Capítulo 9

Diario de Patrick Boyd.

Madrid, Hotel de las Cuatro Naciones.

Lunes, 27 de octubre de 1873.

Esta mañana fui a ver a Muñiz. Eran las once y, en el momento en que llegué delante de su casa, salía a la calle. Iba al Ministerio de la Guerra y me invitó a acompañarle en el coche, diciéndome que, si quería, me podía mostrar la berlina de Prim, conservada allí en un sótano.

Acepté, claro. ¡Cómo no!

Durante el trayecto le conté lo de ayer en el Saladero. Me prometió hablar con alguien en el ministerio para ver si me dejaban visitar a López en las prisiones militares.

Me conmovió profundamente la contemplación de la berlina. Pequeñísima, frágil como un juguete roto abandonado en una cuneta, es la imagen más desgarradora de desvalimiento que creo haber visto en mi vida. Y, también, de lo quebradizo de la vida política española.

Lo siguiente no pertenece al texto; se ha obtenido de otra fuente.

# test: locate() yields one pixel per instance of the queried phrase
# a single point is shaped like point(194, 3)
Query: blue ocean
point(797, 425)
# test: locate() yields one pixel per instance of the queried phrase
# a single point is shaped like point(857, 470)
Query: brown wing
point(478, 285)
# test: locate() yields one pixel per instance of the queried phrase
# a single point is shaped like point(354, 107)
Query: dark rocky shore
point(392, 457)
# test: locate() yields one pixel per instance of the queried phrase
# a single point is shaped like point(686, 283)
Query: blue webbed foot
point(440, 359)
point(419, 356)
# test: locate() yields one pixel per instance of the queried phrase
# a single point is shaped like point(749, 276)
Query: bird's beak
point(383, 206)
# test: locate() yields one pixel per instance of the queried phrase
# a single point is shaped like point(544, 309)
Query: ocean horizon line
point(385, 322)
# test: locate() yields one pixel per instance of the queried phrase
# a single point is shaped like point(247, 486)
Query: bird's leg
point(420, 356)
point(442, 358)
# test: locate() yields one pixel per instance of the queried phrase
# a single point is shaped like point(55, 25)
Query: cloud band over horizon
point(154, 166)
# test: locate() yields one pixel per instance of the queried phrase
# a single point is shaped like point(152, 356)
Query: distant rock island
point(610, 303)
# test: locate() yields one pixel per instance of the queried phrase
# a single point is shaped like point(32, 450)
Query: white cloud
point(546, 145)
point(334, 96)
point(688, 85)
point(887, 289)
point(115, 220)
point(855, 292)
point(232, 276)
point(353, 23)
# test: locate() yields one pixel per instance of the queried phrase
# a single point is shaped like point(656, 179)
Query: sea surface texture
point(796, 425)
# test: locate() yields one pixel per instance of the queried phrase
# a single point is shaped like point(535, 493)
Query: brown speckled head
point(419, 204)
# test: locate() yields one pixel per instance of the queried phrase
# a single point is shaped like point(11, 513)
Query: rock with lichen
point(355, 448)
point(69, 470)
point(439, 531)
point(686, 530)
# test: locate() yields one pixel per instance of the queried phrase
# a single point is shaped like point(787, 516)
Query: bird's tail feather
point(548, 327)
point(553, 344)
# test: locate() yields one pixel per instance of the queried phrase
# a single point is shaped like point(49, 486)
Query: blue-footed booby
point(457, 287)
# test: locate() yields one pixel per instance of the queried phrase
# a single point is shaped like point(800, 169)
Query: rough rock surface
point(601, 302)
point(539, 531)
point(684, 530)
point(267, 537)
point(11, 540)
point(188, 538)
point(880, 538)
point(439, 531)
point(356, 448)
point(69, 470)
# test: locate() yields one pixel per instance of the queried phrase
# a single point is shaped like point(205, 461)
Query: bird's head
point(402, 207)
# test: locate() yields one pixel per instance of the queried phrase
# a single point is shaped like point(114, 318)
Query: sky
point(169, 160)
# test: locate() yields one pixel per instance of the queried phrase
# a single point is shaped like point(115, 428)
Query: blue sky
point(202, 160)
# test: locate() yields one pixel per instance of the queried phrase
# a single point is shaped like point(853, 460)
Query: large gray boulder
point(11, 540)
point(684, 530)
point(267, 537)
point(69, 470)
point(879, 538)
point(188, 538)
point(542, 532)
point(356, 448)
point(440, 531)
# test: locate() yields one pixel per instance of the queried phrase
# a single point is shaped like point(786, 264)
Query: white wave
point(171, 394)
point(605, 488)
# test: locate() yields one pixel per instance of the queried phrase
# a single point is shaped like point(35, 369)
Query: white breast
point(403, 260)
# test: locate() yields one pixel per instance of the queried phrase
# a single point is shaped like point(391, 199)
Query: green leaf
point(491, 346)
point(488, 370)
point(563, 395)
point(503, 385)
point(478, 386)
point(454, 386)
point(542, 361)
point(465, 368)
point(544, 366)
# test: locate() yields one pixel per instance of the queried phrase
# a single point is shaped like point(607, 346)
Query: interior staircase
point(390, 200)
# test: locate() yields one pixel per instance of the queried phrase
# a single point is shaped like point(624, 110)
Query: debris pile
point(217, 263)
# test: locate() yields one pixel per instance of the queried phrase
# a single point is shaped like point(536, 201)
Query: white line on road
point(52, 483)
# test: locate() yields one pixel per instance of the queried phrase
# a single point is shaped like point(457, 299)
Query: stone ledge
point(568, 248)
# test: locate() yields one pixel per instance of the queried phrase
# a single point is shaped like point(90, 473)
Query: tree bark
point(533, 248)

El vehículo no le ofrecía al general la menor protección contra los trabucos o carabinas de aquellos ocho o diez miserables asesinos, de aquellos cobardes asalariados, al tanto, supongo —para más inri—, de que los ayudantes iban sin armas con las cuales hacerles frente. Imaginé la escena cuando uno de los energúmenos rompió la ventanilla de cristal y le disparó al general, quizás profiriendo un soez insulto.

En la parte trasera izquierda de la berlina, justo donde estaba sentado Prim, quedan tres o cuatro agujeros como testimonio del magnicidio. Un día habrá que exponerla en un museo para que la gente no se olvide nunca de lo ocurrido aquella noche en la calle del Turco. Ni de los asesinos que, es de esperar, ya para entonces habrán sido identificados, así como el instigador o los instigadores del crimen. Haré lo posible porque así sea.

Salí del ministerio casi llorando de rabia. Y más convencido que nunca de que Paul Angulo jamás pudo participar en un acto tan vil.

Muñiz me dijo, cuando nos separábamos, que me tendría al corriente de sus gestiones para mi posible visita a López en las prisiones de San Francisco.